CHICAGO — Nearly one-third of elderly general medicine patients were readmitted within 30 days in a retrospective analysis of 164 patients.
Neither inpatient providers nor a standardized algorithm accurately predicted which patients would be readmitted, Dr. Nazima Allaudeen and her associates reported in a poster at the annual meeting of the Society of Hospital Medicine.
“My take-home from this is [that] all of our patients are at risk,” she said in an interview. “Whatever intervention you're going to put in place—whether it be educating your patients more, making sure they have better social support, better patient medication—you really need to do it for everyone.”
Among 159 patients aged 65 years or older, discharged from the general medicine service at the University of California San Francisco Medical Center during a 5-week period beginning March 17, 2008, 52 (32.7%) were readmitted within 30 days. Five patients died during the 30-day postdischarge period.
The rate is much higher than was identified in a recent Northwestern University study in which nearly 20% of 11,855,702 Medicare beneficiaries were rehospitalized within 30 days (N. Engl. J. Med. 2009;360:1418-28).
The higher rate could be explained by the fact that data on unscheduled readmissions to other hospitals were captured—data often missed in other studies, said Dr. Allaudeen, of the Veterans Affairs Palo Alto (Calif.) Health Care System. The researchers reviewed electronic medical records at the local county hospital as well as their own institution, and telephoned patients or caregivers to determine readmission to outside hospitals. They also excluded patients who died during the 30-day postdischarge period.
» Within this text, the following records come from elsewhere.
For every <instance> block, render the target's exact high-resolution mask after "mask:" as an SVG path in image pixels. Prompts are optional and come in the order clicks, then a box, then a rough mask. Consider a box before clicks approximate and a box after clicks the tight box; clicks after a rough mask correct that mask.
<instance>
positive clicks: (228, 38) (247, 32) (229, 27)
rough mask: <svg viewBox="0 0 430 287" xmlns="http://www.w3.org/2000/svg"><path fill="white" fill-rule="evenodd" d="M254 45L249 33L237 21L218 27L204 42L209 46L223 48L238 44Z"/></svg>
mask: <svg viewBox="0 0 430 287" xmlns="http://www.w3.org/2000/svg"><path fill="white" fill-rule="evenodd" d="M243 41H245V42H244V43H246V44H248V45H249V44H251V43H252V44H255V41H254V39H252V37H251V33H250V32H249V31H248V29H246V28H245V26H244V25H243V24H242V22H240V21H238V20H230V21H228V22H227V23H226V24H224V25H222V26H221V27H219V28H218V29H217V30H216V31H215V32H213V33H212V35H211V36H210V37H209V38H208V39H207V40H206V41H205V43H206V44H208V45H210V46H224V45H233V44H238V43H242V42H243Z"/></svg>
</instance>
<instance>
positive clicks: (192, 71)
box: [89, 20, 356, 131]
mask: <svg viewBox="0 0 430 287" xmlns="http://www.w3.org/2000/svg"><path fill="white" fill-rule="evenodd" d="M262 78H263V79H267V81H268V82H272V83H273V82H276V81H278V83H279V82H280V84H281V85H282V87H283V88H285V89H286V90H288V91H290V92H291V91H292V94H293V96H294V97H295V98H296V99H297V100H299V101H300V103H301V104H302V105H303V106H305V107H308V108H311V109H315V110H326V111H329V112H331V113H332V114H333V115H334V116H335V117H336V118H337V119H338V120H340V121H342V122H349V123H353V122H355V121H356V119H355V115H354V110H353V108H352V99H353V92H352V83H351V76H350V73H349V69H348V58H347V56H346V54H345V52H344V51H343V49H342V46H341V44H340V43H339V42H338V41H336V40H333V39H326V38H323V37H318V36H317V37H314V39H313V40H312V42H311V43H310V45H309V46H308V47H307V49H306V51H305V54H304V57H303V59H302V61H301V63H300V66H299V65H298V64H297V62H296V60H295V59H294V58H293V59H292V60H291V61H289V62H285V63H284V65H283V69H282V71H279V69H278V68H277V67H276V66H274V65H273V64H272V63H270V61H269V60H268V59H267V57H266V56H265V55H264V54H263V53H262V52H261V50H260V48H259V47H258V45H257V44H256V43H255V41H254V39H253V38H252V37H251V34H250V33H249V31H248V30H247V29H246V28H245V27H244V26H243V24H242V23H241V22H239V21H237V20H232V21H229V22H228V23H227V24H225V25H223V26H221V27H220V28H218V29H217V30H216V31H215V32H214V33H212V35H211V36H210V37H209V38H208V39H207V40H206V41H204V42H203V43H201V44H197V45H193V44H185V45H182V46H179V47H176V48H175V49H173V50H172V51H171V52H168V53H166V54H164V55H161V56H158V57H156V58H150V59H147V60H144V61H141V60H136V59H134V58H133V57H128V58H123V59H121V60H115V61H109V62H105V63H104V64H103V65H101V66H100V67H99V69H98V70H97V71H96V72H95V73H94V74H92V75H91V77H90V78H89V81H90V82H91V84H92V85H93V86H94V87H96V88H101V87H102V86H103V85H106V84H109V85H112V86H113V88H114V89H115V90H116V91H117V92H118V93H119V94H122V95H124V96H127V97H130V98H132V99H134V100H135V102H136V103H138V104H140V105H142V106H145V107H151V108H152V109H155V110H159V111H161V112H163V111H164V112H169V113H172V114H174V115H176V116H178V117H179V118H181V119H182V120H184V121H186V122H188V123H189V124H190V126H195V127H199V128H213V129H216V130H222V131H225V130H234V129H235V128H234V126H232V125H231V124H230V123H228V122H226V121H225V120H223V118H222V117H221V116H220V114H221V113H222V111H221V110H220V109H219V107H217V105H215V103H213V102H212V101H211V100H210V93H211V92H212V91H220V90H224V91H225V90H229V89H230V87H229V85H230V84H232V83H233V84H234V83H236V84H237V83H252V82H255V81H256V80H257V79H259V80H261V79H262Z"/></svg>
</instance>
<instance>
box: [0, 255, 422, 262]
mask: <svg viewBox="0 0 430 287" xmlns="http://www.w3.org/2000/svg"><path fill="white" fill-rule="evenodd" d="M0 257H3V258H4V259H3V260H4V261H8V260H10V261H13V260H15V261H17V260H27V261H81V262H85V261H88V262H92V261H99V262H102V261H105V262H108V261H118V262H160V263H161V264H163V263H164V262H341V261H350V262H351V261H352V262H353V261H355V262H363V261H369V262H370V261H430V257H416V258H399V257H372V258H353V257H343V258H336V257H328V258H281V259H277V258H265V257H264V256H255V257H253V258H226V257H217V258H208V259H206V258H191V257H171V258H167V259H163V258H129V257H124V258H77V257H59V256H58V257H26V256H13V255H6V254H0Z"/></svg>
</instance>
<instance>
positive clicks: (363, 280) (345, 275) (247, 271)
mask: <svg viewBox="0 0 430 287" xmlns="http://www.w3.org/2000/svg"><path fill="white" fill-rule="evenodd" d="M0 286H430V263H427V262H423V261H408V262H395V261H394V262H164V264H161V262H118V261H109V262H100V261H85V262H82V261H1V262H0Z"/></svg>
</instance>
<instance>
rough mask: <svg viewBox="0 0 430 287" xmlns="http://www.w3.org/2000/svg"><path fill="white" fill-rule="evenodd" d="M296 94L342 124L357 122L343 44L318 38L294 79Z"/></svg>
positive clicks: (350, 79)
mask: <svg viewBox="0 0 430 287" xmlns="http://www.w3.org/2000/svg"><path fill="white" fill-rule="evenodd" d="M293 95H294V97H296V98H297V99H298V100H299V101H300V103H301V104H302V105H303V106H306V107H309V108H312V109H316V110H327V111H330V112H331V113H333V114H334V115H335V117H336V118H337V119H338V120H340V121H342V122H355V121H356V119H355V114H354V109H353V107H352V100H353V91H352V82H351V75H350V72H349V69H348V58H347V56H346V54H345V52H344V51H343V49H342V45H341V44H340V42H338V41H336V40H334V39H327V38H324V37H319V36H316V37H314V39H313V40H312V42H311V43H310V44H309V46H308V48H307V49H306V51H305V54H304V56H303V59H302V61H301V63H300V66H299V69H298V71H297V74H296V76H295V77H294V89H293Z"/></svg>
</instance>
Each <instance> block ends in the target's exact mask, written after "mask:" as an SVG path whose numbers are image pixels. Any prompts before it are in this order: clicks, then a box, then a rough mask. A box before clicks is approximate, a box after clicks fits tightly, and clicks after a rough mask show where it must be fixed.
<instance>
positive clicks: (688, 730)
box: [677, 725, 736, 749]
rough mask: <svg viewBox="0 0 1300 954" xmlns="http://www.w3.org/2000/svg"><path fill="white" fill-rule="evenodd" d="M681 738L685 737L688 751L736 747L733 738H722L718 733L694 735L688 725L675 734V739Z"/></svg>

In the current study, attending physicians did the best job of predicting who would be readmitted. Their mean predicted readmission rate of 32.5% fell just shy of the actual 32.7% rate. The predicted readmission rate was 41.5% using the probability of repeat admission (Pra) algorithm, which was calculated using eight variables extracted during chart review.
Readmissions cause significant distress to patients and caregivers, and are associated with considerable financial costs. The authors contend that it is especially critical for hospitals to have in place systematic interventions targeting general medicine patients now that Medicare may be changing reimbursement policies for hospital readmissions.
The authors disclosed no conflicts of interest.